Silent movies with 1920s bob hairstyles, surrealist clocks and eyes, gothic horror and fairytales combine to form a retro artistic vocabulary which seems very at home in Berlin.
Characters fly over the roofs of houses, accompanied by an endearing spiky shadow cat. The elevator down to Sarastro’s underworld recalls Fritz Lang’s “Metropolis.” A trench-coat-clad Monostatos threatens Pamina with Red-Riding-Hood-style baying wolves on leashes. The flute is a butterfly-winged fairy who leaves a trail of musical notes in her wake.
It’s wonderfully lively and inventive, which it needs to be to grab the amount of attention that it has.

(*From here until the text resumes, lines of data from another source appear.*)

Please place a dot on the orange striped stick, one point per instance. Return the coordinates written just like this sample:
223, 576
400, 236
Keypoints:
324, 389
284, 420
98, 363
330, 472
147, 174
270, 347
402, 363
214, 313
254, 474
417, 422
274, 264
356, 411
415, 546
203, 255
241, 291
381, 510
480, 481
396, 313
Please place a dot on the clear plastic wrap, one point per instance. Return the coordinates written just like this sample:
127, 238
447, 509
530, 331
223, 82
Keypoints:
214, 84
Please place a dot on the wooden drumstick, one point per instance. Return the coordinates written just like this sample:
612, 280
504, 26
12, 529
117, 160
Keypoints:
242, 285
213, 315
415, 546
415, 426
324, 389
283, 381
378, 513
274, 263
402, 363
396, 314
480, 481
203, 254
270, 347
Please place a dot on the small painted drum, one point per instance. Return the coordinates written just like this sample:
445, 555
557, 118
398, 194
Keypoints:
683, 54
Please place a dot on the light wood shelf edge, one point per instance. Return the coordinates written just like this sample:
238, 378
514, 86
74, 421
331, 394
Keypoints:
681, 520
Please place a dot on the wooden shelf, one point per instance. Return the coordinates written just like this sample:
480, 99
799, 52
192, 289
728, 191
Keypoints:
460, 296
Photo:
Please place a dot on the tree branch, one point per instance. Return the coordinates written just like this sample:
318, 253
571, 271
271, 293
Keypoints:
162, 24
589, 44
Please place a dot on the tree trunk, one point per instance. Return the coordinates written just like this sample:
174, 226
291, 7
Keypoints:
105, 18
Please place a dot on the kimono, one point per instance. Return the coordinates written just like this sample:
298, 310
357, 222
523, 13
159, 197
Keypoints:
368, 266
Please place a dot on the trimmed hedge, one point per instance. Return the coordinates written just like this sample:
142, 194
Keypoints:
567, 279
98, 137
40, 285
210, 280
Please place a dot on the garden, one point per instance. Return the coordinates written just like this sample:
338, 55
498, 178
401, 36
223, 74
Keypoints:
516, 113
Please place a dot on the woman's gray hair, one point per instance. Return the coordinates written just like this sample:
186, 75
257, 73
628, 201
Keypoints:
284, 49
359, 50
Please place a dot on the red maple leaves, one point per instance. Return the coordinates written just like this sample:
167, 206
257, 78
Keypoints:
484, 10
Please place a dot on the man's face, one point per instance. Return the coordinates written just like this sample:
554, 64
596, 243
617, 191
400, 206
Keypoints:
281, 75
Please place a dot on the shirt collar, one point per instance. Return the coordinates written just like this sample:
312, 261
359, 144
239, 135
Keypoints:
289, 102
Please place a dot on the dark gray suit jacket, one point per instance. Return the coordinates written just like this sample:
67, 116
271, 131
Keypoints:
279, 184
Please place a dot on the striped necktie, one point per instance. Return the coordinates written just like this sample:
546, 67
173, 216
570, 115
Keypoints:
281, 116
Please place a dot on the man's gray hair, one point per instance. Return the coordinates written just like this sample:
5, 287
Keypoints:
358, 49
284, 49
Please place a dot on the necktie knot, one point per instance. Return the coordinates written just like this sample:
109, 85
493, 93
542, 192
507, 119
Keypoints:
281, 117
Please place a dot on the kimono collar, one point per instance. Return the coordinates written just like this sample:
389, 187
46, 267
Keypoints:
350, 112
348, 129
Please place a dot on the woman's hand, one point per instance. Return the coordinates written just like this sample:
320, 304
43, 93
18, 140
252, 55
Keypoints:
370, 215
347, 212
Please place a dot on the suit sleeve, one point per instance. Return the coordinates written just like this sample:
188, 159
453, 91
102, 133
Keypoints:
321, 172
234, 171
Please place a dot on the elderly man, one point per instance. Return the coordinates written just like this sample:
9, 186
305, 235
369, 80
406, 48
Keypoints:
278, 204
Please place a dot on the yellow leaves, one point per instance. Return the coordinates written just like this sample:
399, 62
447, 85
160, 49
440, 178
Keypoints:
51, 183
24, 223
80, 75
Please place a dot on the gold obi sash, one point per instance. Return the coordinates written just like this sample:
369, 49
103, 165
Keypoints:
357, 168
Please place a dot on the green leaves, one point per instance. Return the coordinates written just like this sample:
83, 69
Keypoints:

After all, “The Magic Flute” is the most staged of all German-language operas.
The Komische Oper’s new Australian director, Barrie Kosky, collaborated with the British theater group 1927, comprising Suzanne Andrade and Paul Barritt. Kosky’s first season at the Komische Oper has been a successful one, with 75 percent of seats occupied compared with 66 percent in the previous season.
Much of the spoken dialogue of the original Singspiel is cut: Instead, silent-movie-style frames in cursive font give cropped versions of the text, accompanied by an 18th-century piano playing excerpts from Mozart fantasias.
While the visual pleasures come thick and fast, the staging never feels like overload. At times, the projections are pared down to just a white spotlight with the singer at the center, and the focus switches from the images to the performance.
Transforming the stage into a screen means that the staging is -- literally though never metaphorically -- flat, with the singers positioned on platforms at three different heights along a narrow strip at the front of the stage.
That limits their movements, yet the style of the staging calls for silent-movie exaggerated mime. Only Nicole Chevalier as Pamina managed to be particularly visually expressive in the performance I saw, helped by black lipstick, wide eyes and a dramatic heavy black lace dress for the scene where she threatens to commit suicide from the top of a projected cliff.
Beate Ritter was a powerfully vengeful Queen of the Night, surveying the stage from her spider’s perch at the top. The Komische Oper’s new Hungarian general music director Henrik Nanasi conducted. Rating: ****½.